Abstract

Neurons that lose part of their afferent input remodel their synaptic connections. While cellular and molecular mechanisms of denervation-induced changes in excitatory neurotransmission have been identified, little is known about the signaling pathways that control inhibition in denervated networks. In this study, we used mouse entorhino-hippocampal tissue cultures of both sexes to study the role of the pro-inflammatory cytokine tumor necrosis factor α (TNFα) in denervation-induced plasticity of inhibitory neurotransmission. In line with our previous findings in vitro, an entorhinal cortex lesion triggered a compensatory increase in the excitatory synaptic strength of partially denervated dentate granule cells.

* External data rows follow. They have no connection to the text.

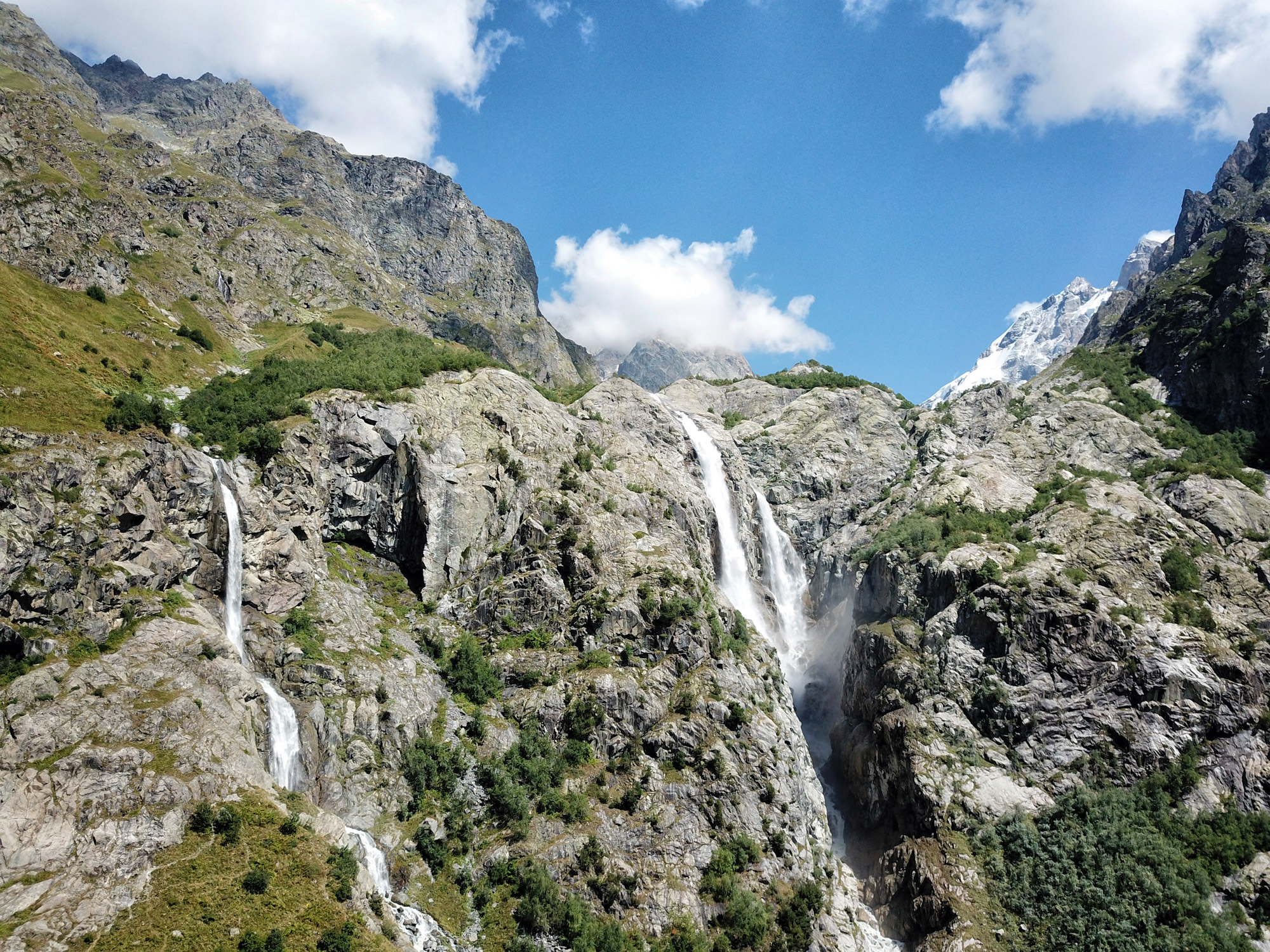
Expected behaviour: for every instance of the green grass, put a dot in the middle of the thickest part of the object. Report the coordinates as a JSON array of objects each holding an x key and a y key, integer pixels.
[
  {"x": 238, "y": 412},
  {"x": 37, "y": 322},
  {"x": 197, "y": 890},
  {"x": 1222, "y": 455}
]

Inhibitory synaptic strength was not changed 3 days after the lesion. These functional changes were accompanied by a recruitment of microglia in the denervated hippocampus, and experiments in tissue cultures prepared from TNF-reporter mice [C57BL/6-Tg(TNFa-eGFP)] showed increased TNFα expression in the denervated zone. However, inhibitory neurotransmission was not affected by scavenging TNFα with a soluble TNF receptor. In turn, a decrease in inhibition, i.e., decreased frequencies of miniature inhibitory postsynaptic currents, was observed in denervated dentate granule cells of microglia-depleted tissue cultures. We conclude from these results that activated microglia maintain the inhibition of denervated dentate granule cells and that TNFα is not required for the maintenance of inhibition after denervation.

Highlights

  • The balance of excitation and inhibition is essential for the proper function and for information processing in cortical circuits [1,2,3]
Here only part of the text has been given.